To tidy the above dataset, the treatment columns should be considered one variable and combined into a single column. Now the data is represented with variables in columns and observations in rows.

name treatment result
John Smith a -
Jane Doe a 16
Mary Johnson a 3
John Smith b 2
Jane Doe b 11
Mary Johnson b 1

More often than not, real world data violates the three "tidy data" principles. Wickham has identified five of the most common situations where data is considered untidy:

  1. Column headers are values, not variable names.
  2. Multiple variables are stored in one column.
  3. Variables are stored in both rows and columns.
  4. Multiple types of observational units are stored in the same table.
  5. A single observational unit is stored in multiple tables.

I will go over a few of these scenarios and clean up the data using Python.

Lets get started!

In [1]:
import pandas as pd
from IPython.core.display import display, HTML
display(HTML("<style>.container { width:100% !important; )</style>"))

1. Column headers are values, not variable names

The first example of an untidy dataset is column headers that represent values and not variable names. This is common in a pivot table or an exhibit designed for a presentation. Although this can be a valuable view, it is not an ideal shape to generate any additional insights or visualization from.
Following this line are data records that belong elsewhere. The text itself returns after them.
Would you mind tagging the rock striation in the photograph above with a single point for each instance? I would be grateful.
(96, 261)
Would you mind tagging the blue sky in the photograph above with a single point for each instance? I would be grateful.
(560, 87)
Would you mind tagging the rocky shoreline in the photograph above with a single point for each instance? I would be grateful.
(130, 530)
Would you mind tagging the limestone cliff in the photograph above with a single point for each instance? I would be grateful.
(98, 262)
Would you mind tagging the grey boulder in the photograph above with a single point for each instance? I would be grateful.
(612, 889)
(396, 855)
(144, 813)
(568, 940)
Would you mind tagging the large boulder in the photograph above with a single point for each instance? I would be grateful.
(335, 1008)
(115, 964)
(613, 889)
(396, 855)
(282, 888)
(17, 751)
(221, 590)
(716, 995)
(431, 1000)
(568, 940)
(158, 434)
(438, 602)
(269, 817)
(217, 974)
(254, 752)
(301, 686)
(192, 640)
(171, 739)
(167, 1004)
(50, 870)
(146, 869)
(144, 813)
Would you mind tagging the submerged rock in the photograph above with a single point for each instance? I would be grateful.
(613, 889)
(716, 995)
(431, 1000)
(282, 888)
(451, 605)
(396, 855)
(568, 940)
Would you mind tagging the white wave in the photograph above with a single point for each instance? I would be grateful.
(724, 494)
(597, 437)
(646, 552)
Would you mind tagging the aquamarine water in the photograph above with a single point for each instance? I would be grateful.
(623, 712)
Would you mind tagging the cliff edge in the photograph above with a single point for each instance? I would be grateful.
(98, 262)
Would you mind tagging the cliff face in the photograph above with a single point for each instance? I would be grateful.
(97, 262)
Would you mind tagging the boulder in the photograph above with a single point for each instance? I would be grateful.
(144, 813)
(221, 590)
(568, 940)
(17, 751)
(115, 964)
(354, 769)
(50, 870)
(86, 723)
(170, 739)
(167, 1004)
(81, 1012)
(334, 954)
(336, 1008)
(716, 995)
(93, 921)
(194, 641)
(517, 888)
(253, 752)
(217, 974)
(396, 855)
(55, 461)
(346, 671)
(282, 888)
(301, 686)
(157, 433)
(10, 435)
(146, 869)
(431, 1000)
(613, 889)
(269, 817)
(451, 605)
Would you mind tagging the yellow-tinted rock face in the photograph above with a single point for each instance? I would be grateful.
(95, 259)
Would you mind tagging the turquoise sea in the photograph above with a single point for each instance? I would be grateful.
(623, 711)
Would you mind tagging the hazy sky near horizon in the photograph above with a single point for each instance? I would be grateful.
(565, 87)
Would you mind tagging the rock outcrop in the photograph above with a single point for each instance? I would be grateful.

The below dataset depicts the relationship between religion and income in the US.

In [2]:
religion = pd.read_csv('../datasets/tidy-data-master/religion_inc.csv')
In [3]:
religion.head()
Out[3]:
religion <$10k $10-20k $20-30k $30-40k $40-50k $50-75k
0 Agnostic 27 34 60 81 75 137
1 Atheist 12 27 37 52 35 70
2 Buddhist 27 21 30 34 33 58
3 Catholic 418 617 732 670 638 1116
4 Unsure/refused 15 14 15 11 10 35

In order to clean this data, we need to transpose the income bins into rows. This can be done with Python's melt function. In our example we pass 'religion' into the id_vars parameter, which holds this variable in its column form, while the remaining columns are "melted" (pun intended) into another column. Melt also has additional parameters to assist with renaming the newly converted columns. With this, the data is now in a longer form and better suited for analysis tools and further exploration.

In [4]:
religion_melt = religion.melt(id_vars='religion',var_name='income', value_name='count')
In [5]:
religion_melt.head()
Out[5]:
religion income count
0 Agnostic <$10k 27
1 Atheist <$10k 12
2 Buddhist <$10k 27
3 Catholic <$10k 418
4 Unsure/refused <$10k 15

2. Multiple variables stored in one column

The next scenario of a messy dataset is when multiple variables are stored in a single column. This can be seen in our next example of tuberculosis cases where the columns represent both gender and age ranges (m/f = Male/Female, age ranges are 0-4, 5-14, 15-24, etc.).

In [6]:
tb = pd.read_csv('../datasets/tidy-data-master/tb.csv')
In [7]:
tb.head()
Out[7]:
iso2 year new_sp new_sp_m04 new_sp_m514 new_sp_m014 new_sp_m1524 new_sp_m2534 new_sp_m3544 new_sp_m4554 ... new_sp_f04 new_sp_f514 new_sp_f014 new_sp_f1524 new_sp_f2534 new_sp_f3544 new_sp_f4554 new_sp_f5564 new_sp_f65 new_sp_fu
0 AD 1989 NaN NaN NaN NaN NaN NaN NaN NaN ... NaN NaN NaN NaN NaN NaN NaN NaN NaN NaN
1 AD 1990 NaN NaN NaN NaN NaN NaN NaN NaN ... NaN NaN NaN NaN NaN NaN NaN NaN NaN NaN
2 AD 1991 NaN NaN NaN NaN NaN NaN NaN NaN ... NaN NaN NaN NaN NaN NaN NaN NaN NaN NaN
3 AD 1992 NaN NaN NaN NaN NaN NaN NaN NaN ... NaN NaN NaN NaN NaN NaN NaN NaN NaN NaN
4 AD 1993 15.0 NaN NaN NaN NaN NaN NaN NaN ... NaN NaN NaN NaN NaN NaN NaN NaN NaN NaN

5 rows × 23 columns

To start, we'll do some initial cleaning work to get rid of unwanted columns using the drop function and assigning better column names with rename.

In [8]:
tb.drop(columns=['new_sp','new_sp_mu','new_sp_m04','new_sp_m514','new_sp_f04','new_sp_f514','new_sp_fu'],inplace=True)
In [9]:
tb.rename(columns={'iso2':'country'},inplace=True)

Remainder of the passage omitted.